Rambert doing a dance workshop on the River Stage
Rambert doing a dance workshop on the River Stage
© James Bellorini

Hold the bus! I have simultaneously solved the political problems of the country and the marginalisation of arts subjects within our school curriculum.

Well, in fact, I haven't personally but Claire Somerville head of Children and Young People's Dance at One Dance UK came up with the perfect idea. We'd been talking as part of a discussion organised by Rambert about the future of dance in schools. To wind up, I asked my panel what would be the single thing they'd introduce to improve the provision of dance and indeed all performing arts subjects.

The suggestions were various. Arlene Phillips, legendary choreographer, said she'd make every school have ten minutes of dance before the start of lessons each day. Young choreographer James Cousins said he would appoint a specialist dance teacher to every school. Sandra Allan, head of curriculum for the creative arts at AQA, said she'd empower the senior leadership team in every school and inspire them to introduce more performing arts. Ray Oudkerk, assistant principal of peforming arts at the BRIT school, called for a rethinking of the whole way we view the educational curriculum.

But Claire's suggestion topped them all. She said, quite simply, that she'd make sure the Prime Minister of the UK had a dance background. Job done. All our problems sorted. With a prime minister who could dance, we'd not only have a fully rounded person, with enhanced cognitive and movement skills in charge of dealing with all the major issues of the day, but we'd also have a powerful advocate for the arts who would recognise their importance in education and in life. Imagine that!

Growing up, Arlene Phillips battled to fulfill her own artistic dreams

In the real world, things aren't quite as optimistic if you care about the cultural vitality of our country.

But our discussion, which was live streamed as part of Rambert Revealed, a day of live events shared over the internet by the contemporary dance company, attempted to fly the flag for the arts. You can watch it here.

As chair, I felt it covered a lot of lively ground and managed to be surprisingly positive considering how bleak the situation for the arts in schools is. As the panel points out, provision is barely mentioned in the National Curriculum, and the restrictions of EBAC and the attitude to what is academic makes children studying drama or dance or art feel these subjects are somehow second best.
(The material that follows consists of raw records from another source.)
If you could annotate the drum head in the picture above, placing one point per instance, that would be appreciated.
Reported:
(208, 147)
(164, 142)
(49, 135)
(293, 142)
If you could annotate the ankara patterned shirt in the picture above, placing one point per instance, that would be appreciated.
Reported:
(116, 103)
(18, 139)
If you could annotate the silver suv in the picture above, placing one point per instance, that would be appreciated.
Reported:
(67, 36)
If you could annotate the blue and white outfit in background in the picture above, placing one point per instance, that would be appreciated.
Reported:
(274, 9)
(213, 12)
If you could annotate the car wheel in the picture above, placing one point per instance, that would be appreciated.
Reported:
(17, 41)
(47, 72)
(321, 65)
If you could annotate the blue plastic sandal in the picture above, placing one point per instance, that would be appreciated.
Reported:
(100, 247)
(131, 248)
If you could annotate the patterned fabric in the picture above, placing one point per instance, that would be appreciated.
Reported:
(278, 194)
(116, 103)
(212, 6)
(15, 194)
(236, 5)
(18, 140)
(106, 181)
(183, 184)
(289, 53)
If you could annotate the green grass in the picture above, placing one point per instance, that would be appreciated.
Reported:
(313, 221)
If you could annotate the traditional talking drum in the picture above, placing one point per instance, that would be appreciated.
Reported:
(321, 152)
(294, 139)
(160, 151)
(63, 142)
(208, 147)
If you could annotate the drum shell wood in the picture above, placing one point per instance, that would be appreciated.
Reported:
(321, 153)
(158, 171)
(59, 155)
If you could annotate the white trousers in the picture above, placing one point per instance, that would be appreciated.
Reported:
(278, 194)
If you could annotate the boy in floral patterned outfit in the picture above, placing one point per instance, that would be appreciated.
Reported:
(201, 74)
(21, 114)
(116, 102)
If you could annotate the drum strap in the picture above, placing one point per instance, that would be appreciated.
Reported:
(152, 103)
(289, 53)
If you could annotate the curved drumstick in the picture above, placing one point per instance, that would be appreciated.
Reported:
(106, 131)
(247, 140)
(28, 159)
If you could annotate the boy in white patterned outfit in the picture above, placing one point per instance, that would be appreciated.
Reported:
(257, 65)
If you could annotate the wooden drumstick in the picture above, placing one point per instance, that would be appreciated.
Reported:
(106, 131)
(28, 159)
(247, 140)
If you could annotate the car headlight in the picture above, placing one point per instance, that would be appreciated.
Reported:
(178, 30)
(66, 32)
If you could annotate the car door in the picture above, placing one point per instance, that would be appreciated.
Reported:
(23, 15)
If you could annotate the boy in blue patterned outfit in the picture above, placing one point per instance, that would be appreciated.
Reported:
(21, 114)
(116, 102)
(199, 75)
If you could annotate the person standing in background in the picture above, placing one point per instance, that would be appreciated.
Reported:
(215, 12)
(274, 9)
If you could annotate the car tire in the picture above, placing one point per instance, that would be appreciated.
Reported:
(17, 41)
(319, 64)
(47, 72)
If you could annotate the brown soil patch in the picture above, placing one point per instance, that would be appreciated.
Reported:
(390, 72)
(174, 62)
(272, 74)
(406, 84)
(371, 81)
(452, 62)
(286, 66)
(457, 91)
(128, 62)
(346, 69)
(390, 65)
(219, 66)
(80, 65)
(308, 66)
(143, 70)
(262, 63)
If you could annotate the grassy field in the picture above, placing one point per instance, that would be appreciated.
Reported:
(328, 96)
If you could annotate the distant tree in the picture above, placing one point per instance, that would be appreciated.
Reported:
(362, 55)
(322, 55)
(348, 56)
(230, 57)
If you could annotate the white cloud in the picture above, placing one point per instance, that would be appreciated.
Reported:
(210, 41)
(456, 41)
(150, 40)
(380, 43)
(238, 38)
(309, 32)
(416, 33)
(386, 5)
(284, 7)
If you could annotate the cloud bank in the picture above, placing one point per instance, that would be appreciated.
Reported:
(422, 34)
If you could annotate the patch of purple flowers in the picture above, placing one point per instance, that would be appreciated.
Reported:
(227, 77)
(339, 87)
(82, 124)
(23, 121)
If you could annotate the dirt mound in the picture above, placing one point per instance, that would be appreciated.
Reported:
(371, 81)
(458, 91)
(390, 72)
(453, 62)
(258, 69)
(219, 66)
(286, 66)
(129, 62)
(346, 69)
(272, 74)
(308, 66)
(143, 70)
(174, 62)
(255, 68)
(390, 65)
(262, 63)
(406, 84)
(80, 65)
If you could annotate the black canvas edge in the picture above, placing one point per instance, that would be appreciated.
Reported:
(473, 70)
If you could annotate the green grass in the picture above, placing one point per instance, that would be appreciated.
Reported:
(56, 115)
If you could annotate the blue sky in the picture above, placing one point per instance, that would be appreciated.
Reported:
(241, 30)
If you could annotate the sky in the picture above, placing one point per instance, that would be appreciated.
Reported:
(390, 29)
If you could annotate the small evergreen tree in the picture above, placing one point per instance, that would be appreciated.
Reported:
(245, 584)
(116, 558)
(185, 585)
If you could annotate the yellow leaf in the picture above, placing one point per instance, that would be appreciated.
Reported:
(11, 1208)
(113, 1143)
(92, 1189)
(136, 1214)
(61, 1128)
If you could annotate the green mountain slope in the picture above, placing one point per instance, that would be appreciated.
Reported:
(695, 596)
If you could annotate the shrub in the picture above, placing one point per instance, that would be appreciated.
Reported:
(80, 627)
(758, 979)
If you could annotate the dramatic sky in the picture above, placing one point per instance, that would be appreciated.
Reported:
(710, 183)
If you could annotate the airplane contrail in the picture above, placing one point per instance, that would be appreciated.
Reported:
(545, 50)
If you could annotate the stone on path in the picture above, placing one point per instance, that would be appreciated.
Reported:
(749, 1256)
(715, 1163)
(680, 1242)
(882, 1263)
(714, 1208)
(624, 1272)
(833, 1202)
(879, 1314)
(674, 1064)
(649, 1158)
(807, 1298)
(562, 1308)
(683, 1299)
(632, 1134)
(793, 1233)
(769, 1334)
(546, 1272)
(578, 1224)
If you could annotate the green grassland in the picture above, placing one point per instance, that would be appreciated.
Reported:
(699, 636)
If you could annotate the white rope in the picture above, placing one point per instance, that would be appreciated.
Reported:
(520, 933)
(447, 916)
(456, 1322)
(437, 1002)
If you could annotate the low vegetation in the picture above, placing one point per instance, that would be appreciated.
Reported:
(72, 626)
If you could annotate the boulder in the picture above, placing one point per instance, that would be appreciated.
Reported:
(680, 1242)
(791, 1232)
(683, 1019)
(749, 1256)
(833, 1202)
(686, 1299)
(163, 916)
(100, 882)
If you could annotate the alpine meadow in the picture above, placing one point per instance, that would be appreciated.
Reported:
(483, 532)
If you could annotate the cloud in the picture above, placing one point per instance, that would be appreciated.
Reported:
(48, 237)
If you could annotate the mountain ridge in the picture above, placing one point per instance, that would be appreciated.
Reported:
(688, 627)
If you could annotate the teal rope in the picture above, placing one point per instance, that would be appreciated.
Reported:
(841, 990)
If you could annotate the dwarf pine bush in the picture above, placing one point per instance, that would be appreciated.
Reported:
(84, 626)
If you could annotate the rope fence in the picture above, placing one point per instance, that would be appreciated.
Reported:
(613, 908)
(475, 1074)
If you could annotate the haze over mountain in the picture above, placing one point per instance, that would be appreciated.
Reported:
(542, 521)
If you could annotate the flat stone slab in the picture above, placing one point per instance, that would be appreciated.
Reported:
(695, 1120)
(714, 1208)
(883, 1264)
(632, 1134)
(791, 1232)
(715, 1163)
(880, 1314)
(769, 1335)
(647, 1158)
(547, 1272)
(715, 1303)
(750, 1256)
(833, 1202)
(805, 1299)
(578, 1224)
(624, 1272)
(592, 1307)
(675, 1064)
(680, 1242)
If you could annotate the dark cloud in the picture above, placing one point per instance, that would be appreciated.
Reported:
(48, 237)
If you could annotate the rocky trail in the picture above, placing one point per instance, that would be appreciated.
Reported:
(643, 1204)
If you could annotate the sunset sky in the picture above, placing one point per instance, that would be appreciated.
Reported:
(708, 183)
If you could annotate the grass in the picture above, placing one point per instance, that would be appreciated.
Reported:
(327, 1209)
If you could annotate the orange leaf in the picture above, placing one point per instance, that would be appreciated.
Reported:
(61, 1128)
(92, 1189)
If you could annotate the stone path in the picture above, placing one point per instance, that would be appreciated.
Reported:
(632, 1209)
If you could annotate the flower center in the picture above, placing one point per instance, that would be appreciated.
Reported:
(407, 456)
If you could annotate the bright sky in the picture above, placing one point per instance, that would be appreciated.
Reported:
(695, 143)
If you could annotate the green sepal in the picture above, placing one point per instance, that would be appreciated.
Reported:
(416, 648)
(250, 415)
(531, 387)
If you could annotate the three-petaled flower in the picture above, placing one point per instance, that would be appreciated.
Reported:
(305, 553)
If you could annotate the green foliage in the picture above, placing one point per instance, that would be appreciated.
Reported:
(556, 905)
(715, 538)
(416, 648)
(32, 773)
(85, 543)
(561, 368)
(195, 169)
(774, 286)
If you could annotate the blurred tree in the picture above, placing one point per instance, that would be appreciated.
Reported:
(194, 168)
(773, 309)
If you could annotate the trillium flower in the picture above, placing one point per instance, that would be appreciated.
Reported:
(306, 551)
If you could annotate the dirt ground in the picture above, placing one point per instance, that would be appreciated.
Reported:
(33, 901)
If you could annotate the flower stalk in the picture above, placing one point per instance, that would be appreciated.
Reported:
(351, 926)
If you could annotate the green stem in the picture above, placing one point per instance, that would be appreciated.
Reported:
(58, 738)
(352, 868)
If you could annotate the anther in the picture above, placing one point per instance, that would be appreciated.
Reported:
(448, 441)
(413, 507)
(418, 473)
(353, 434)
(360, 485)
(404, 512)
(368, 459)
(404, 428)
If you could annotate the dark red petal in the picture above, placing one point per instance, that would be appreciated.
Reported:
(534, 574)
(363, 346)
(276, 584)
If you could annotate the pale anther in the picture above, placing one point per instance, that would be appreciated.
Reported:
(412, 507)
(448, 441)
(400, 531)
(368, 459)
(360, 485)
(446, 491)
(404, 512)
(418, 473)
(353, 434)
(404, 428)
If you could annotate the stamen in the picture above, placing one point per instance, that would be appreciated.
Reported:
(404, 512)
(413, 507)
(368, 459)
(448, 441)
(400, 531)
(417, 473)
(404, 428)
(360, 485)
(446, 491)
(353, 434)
As far as I am concerned, understanding and trying out all the arts, should never be regarded as anything other than central to education, but it takes a brave soul to make that case and many head teachers feel beleaguered as they try to provide the most rounded and inclusive schooling for the children in their care. They need more support from parents – and from politicians who have to stop thinking of the arts as some kind of optional add-on and need to understand that the creative industries are a vital part of the future.

As James Cousins pointed out, robots can do most jobs but they can't dance, they can't act and they probably can't come up with the kind of brilliant ground-breaking ideas that the arts encourage.

Everyone who cares about the arts needs to start fighting

At the start of our talk, Arlene Phillips recalled her own determination to dance when growing up in Manchester in a family with little money or access to arts training. They scraped together enough to send her to ballet class, but when every other little girl wore pink shoes, her ballet shoes were bright green, because those were the colour on sale in the shop. Yet she put them on and battled to fulfill her own artistic dreams. With the success that we all know about.

It seems to me that everyone who cares about the arts – and cares about passing a cultural understanding to our children – needs to pull on their metaphorical green dancing shoes and start fighting. We might not be able to vote for a PM with a dance background – but we can at least insist that those in charge don't trample on the dreams and ambitions of those who happen to be better dancers or actors than mathematicians.